“Know thy data” is one of the fundamental principles of sound data science.1 Another name for this is data profiling. The article “Big Data – Naughty or Nice?” listed six foundational concepts of data science.2 Along with #2 “Know thy data,” the article listed five other data science “commandments”: 1) Begin with the end in mind; 3) Remember that this *is* science; 4) Data is never perfect, but love your data anyway; 5) Overfitting is a sin against data science; and 6) Honor thy data’s first mile and last mile. We expand on data profiling here by elucidating the following four steps toward knowing your data: data preview and selection; data cleansing and preparation; feature selection; and data typing for normalization and transformation.
Author Kirk Borne joins John Santaferraro of Actian in The Briefing Room to discuss the process for building analytical insights.
Data Preview and Selection
Knowledge of your data begins with a thorough preview of the good, bad and ugly parts of your data collection, and it ultimately leads to a decision about which portions of the data set you will select for your data science analysis. This activity includes checking numeric attributes to see if their values are within the expected range (e.g., the minimum and maximum values are sensible for each attribute). It also includes examining the set of unique values for discrete categorical attributes (to see if the values match your expectations) – e.g., if an attribute is an address field, does the value have the format of an address? If the address includes a postal code (ZIPcode), is the code in the right format? If the attribute is a class label, is there only one unique spelling for the label or are there multiple misspellings?

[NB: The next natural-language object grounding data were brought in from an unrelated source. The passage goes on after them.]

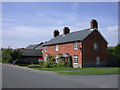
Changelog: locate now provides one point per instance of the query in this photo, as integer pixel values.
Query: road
(21, 77)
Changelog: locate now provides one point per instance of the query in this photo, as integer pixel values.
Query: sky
(25, 23)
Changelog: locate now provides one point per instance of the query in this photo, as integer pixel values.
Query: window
(75, 59)
(46, 48)
(75, 45)
(56, 59)
(56, 48)
(97, 60)
(95, 46)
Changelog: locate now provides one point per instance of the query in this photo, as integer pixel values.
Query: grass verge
(94, 72)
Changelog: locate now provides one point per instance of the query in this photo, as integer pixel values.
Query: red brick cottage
(87, 47)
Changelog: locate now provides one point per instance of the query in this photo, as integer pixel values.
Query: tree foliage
(9, 54)
(116, 53)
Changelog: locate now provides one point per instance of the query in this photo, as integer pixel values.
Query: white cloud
(82, 25)
(75, 6)
(24, 35)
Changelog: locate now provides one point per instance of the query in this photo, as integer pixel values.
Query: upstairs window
(56, 48)
(75, 45)
(95, 46)
(75, 59)
(97, 60)
(46, 48)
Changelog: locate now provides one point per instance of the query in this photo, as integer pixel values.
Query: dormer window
(95, 46)
(75, 45)
(56, 47)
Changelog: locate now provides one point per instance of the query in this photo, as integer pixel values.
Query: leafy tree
(49, 62)
(16, 54)
(6, 55)
(117, 53)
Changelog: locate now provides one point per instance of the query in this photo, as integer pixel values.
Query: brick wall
(65, 48)
(89, 54)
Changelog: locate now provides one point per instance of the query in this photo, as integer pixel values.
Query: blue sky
(25, 23)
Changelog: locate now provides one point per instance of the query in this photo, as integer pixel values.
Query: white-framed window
(56, 47)
(95, 46)
(97, 60)
(75, 59)
(46, 48)
(75, 45)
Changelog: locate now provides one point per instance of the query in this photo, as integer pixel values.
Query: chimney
(93, 24)
(55, 33)
(66, 30)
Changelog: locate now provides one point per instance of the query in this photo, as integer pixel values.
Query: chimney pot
(55, 33)
(94, 24)
(66, 30)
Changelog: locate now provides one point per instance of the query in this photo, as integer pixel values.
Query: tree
(9, 54)
(16, 54)
(6, 55)
(50, 62)
(117, 53)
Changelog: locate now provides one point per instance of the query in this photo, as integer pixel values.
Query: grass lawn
(86, 71)
(58, 69)
(94, 72)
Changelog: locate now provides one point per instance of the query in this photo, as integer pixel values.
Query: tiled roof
(31, 52)
(70, 37)
(35, 46)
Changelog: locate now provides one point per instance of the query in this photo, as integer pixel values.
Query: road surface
(21, 77)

Invoking the simple SQL command “SELECT UNIQUE *” can uncover surprising results in real-world databases. Summarizations and aggregations of the data can also be informative (e.g., by executing the SQL “GROUP BY” aggregate function on your database). For example, with continuous numeric data or discrete non-numeric data values, a data distribution (histogram) plot can be quite revealing: Does the data histogram have a reasonable distribution? Does it have a long tail? Is it symmetric? Furthermore, multiple X-Y scatter plots of many different attribute pairs present simple visual summarizations of the data that can quickly expose outliers, hot spots, trends or even degenerate attributes, in which either all of the entries are the same for a given attribute or else the values for two different attributes are perfectly correlated (e.g., a list of birthdates for a million customers has a perfect one-to-one correlation with the list of customers’ ages). In addition, if possible, performing external checks through cross-database comparisons (where some of the data values may be replicated) can be used to verify the consistency of the data values.

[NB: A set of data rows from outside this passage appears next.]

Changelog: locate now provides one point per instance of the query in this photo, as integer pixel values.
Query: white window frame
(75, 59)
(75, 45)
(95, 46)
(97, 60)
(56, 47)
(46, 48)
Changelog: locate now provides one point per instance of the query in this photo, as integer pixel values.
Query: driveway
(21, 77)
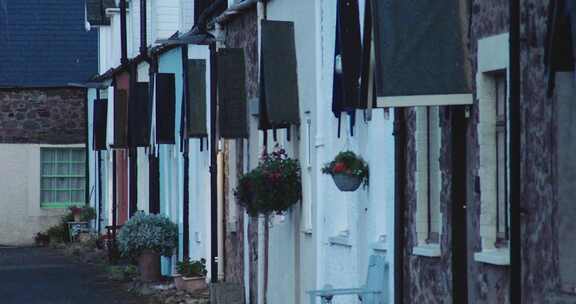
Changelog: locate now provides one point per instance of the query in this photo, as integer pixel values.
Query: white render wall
(329, 239)
(22, 216)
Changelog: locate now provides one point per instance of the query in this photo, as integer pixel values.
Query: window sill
(380, 245)
(340, 240)
(500, 257)
(427, 250)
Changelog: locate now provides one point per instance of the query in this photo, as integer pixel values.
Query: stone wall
(429, 280)
(486, 283)
(43, 115)
(242, 32)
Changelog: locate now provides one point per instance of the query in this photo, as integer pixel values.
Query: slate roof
(96, 11)
(45, 43)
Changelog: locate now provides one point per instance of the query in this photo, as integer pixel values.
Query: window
(428, 181)
(62, 177)
(501, 147)
(493, 130)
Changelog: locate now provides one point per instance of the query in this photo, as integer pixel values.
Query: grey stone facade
(429, 280)
(42, 115)
(242, 32)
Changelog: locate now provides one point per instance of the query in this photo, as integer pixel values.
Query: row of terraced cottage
(462, 110)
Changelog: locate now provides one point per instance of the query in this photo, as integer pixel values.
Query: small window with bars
(502, 176)
(62, 177)
(428, 175)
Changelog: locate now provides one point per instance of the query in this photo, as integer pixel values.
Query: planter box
(346, 182)
(149, 266)
(192, 284)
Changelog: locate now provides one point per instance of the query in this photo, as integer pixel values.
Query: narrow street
(43, 276)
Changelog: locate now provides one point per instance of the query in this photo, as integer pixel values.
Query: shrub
(189, 268)
(274, 186)
(87, 214)
(41, 239)
(348, 162)
(147, 232)
(58, 233)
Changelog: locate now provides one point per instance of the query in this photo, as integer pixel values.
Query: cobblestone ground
(43, 276)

Data Cleansing and Preparation
After you have selected the attributes for your analytics project, then you must prepare and clean those data values for use. Textbook authors frequently inform us that 40-60% of the time spent on a data analytics project is spent in cleaning and preparation. Most of us who have done this long enough will know that such an estimate can be very wrong – in fact, it is not unusual for 90-95% of the time to be spent in data cleaning and prep. This is not “time wasted.” On the contrary, this is time “well invested” – you will develop greater confidence in and advocacy for your analytics project results by working with the cleanest possible data. (Note: some projects focus specifically on the outliers, the novel and surprising parts of the database – intentionally searching for anomalous behavior – in these cases, you most emphatically want to be certain that anomalous data values are properties of the objects being studied and not artifacts of your data collection process or data pipeline.)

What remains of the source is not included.